On Friday 13 January the cruise liner the Costa Concordia with 3216 passengers and 1013 crew struck a rock and ran aground off the island of Giglio. Seventeen people have died and 15 are reported as missing. While we don’t necessarily receive the truth as to what actually occurred, the picture emerging from the media reports is a grim one. Given what we currently know, here is how we can make sense of the events through the lens of human instincts.
1. The earliest reports allege that the captain was “showing off” (the instinct of Contest and Display) by sailing close to the island to give a fog-born blast in honour of the ship’s head waiter who is a native of Giglio (although later reports suggest the honour was to a retired commodore who lives on the island).
2. There appears to be a delay of 66 minutes between when the ship struck the rock and when the order was given to abandon ship. From the recordings of the black box it appears that the severity of the impact was initially understated (the instinct of Confidence Before Realism which means that when the implications of the truth are so horrific leaders often deny the reality of the moment).
3. The head of the ship’s owner, Costa Cruises, was quick to blame “human error” (Loss Aversion). Immediately after the grounding, the owner said that Costa ships have their routes programmed and alarms go off when they deviate. Italy’s defence minister also blamed “gross human error”. Isolating catastrophic events to human error (the captain, the pilot, the rogue trader) seeks to contain the loss to the specific event and avoids probing deeper into the system (the shipping company’s safety systems, processes for developing and appointing ship’s masters, control systems).
4. Given the power of Gossip and mobile phones, the situation could not be contained. The alarm was raised by a crew member calling his relatives, who then called the police. The police called the coastguard who rang the ship to question reports of people being hit on the head by flying objects and that some people had lifejackets on. At first the crew claimed that everything was fine and that there was just a small technical problem.
5. Reports a few days later focused on what the captain was up to and who he was with prior to the grounding. From Hierarchy and Status we know that leaders attract more attention than anyone so he would have been very noticeable.
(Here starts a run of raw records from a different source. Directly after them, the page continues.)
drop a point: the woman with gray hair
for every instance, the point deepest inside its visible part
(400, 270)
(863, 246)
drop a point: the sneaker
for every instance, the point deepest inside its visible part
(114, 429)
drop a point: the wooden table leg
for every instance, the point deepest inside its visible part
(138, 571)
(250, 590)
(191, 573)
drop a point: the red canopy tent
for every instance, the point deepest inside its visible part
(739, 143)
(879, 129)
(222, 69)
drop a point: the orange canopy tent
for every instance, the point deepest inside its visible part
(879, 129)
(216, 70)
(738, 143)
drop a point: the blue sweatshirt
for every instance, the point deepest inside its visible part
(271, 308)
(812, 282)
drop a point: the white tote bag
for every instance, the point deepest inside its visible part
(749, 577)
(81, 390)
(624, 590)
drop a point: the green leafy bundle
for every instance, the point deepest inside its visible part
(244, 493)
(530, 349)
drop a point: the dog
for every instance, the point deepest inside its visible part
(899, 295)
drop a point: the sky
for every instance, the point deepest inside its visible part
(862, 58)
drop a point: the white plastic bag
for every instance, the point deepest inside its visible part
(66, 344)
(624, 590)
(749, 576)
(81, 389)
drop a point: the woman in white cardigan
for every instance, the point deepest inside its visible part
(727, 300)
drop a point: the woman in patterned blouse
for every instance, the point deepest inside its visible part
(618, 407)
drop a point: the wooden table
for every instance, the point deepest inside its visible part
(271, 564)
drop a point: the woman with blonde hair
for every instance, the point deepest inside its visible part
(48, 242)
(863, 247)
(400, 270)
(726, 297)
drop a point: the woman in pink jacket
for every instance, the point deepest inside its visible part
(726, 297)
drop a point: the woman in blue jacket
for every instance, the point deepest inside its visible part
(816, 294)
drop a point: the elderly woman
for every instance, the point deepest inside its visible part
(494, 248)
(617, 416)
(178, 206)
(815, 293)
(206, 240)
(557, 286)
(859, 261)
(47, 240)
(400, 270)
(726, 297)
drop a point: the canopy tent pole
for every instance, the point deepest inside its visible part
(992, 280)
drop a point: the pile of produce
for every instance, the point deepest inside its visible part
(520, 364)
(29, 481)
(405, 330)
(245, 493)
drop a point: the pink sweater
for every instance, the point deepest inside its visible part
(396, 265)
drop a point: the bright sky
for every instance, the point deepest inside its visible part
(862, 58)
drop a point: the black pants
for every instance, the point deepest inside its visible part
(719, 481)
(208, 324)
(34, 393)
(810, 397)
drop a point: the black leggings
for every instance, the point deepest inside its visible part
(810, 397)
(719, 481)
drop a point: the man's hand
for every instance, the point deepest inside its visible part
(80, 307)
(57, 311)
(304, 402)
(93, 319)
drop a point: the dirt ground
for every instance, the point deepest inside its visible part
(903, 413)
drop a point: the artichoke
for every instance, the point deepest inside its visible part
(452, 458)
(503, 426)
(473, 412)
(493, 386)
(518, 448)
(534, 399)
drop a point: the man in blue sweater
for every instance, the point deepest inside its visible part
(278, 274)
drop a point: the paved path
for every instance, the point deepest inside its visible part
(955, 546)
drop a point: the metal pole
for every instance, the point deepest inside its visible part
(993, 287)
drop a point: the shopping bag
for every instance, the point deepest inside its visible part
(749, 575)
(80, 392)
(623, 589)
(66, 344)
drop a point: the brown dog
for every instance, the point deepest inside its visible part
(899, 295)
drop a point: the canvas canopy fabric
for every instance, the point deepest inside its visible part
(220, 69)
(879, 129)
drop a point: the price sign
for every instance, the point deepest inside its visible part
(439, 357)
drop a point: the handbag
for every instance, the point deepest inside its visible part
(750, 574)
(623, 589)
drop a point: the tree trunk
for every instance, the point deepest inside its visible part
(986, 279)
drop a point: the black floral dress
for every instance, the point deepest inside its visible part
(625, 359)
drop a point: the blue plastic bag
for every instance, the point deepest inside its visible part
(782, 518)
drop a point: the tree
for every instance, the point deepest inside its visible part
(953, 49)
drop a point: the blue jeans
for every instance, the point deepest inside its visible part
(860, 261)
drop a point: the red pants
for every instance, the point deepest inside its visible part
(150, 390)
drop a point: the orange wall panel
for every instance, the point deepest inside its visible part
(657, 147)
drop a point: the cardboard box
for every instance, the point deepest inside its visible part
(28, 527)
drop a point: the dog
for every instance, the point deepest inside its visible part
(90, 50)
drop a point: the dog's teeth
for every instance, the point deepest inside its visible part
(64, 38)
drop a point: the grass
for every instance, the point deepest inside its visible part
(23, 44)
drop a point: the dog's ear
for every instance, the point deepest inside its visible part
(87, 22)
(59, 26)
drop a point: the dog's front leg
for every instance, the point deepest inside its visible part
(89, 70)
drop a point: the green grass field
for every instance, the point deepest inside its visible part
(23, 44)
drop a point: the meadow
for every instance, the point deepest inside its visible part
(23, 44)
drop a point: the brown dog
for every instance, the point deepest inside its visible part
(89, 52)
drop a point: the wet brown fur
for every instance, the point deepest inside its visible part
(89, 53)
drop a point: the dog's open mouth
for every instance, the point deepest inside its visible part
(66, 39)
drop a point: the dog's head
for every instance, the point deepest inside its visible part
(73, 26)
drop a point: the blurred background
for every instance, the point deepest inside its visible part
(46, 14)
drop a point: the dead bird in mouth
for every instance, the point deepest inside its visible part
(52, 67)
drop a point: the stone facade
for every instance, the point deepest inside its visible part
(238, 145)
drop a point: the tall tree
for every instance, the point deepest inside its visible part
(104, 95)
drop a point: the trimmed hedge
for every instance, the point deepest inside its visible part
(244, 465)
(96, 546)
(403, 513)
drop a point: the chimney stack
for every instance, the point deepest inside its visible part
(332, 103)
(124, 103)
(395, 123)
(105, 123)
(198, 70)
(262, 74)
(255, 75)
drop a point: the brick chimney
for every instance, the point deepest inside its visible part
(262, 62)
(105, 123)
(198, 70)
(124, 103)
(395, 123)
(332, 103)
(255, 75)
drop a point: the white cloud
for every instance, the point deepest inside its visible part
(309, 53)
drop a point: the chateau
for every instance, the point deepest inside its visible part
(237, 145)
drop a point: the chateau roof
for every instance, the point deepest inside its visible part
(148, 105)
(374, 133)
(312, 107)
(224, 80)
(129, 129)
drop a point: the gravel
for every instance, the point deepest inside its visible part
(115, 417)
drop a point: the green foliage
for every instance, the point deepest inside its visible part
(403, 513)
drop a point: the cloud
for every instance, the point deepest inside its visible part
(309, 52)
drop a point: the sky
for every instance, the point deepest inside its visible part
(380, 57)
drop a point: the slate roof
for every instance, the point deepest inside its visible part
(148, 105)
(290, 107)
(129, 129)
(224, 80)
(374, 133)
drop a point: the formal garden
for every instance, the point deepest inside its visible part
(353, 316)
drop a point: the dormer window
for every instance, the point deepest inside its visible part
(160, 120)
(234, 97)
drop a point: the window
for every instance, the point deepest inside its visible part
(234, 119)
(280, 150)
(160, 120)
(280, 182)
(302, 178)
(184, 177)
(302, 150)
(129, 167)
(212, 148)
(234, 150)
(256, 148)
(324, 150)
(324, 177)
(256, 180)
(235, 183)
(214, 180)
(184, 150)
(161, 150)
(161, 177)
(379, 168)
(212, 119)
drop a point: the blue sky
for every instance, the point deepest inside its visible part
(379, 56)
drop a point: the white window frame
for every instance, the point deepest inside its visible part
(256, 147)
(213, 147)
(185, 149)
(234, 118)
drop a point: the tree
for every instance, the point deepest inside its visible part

6. When the reality of the moment could no longer be denied, the captain’s response was to prematurely abandoned ship while passengers and crew were still on board scrambling for safety. He claims to have slipped and fallen into the lifeboat, although what’s not explained is why the second and third officers were in the same lifeboat.
7. The heavy lifting of the evacuation was left to the crew. One crew member claims to have done 10 trips in a lifeboat.
But before we scorn Captain Schettino too strongly, who as a leader hasn’t faced challenging situations and found ourselves tested and in retrospect we might have done things differently.
1. Who hasn’t at first, often unconsciously, understated a serious situation hoping that it will go away?
2. Who hasn’t faced a change of events as bravely as we might like to think we would have? (When I was a young HR officer, the CEO of the company that I worked for went into hiding when the business results suddenly turned negative. He could not face the staff and leadership was left to others).
3. Have there been occasions when we have not taken accountability for our actions and decisions?
4. To what extent are we inclined not to call for help and think we can do it all ourselves?
5. Have we left it to others to clean up messes rather than staying on the deck and rolling our sleeves up?
The benchmark leader is Captain Sullenberger of flight 1549 over New York City in January 2009. Soon after takeoff from LaGuardia airport his plane struck a flock of Canadian geese and both engines failed. Knowing about the human tendency of denying the reality of the moment, he erred on the conservative rather than the optimistic and landed his plane on the Hudson River. All 155 passengers and crew survived. He was the last person off the plane. How do we respond to the challenges in our own roles and what do we need to do to be more like Captain Sullenberger and less like Captain Schettino?